Gene expression analysis was used to interpret flux through the two pathways on propionate
(C3) and valerate (C5) odd-chain fatty acids. In the presence of a functional methylmalonyl
pathway, expression of methylcitrate dehydratase (MCD) and methylcitrate lyase (MCL) was
reduced. Consistent with reduced levels of bifunctional isocitrate lyase (ICL)1/ MCL in MTB
(Gould et al., 2006; Muñoz-Elias et al., 2006), growth on propionate and valerate was shown
to by-pass the requirement for carbon anaplerosis by the glyoxylate cycle when propionyl-
CoA was converted to the tricarboxylic acid cycle (TCA) intermediate, succinyl-CoA, through the methylmalonyl pathway. The potential of an autonomous methylmalonyl pathway in MTB
is demonstrated which underscores the importance of vitamin B12 in MTB physiology.

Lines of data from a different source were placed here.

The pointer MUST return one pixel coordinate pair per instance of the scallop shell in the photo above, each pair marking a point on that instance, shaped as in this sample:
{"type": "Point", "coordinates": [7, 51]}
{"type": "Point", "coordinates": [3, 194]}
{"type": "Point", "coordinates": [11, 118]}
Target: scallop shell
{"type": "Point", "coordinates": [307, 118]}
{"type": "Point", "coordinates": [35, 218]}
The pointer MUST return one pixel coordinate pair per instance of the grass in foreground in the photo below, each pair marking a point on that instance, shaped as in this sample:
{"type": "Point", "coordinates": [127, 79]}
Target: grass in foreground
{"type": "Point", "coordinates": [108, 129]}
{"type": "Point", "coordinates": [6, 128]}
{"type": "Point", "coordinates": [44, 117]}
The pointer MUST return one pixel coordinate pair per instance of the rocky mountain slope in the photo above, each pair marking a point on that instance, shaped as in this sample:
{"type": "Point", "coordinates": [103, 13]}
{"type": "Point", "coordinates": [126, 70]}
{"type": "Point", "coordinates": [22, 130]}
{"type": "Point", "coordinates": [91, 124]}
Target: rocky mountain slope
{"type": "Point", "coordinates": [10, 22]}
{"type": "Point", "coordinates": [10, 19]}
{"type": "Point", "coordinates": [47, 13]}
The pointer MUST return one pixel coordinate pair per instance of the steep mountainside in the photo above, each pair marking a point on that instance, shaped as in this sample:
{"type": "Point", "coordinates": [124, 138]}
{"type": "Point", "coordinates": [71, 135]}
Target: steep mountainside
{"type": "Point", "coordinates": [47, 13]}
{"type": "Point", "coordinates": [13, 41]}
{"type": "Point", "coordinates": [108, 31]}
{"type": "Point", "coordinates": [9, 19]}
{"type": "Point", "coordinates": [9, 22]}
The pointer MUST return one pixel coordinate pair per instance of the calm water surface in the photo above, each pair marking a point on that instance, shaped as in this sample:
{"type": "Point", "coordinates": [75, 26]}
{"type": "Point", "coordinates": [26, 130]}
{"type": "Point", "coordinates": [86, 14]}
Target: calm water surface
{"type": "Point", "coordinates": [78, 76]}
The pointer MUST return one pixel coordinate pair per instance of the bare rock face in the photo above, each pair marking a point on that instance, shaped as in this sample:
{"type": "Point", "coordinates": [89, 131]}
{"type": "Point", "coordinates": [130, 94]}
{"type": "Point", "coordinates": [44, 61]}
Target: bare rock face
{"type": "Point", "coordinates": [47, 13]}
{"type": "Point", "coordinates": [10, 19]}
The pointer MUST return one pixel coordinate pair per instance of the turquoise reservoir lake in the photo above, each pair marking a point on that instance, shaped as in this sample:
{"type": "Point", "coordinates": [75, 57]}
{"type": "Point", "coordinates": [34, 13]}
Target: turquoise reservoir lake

Alternately, MTB deficient for the methylcitrate cycle was able to grow on heptadecanoate
(C17) without vitamin B12 supplementation. In the absence of either propionate oxidizing
pathway, derivative propionyl-CoA may be used as a key precursor for the biosynthesis of
several cell wall virulence lipids (Jain et al., 2007).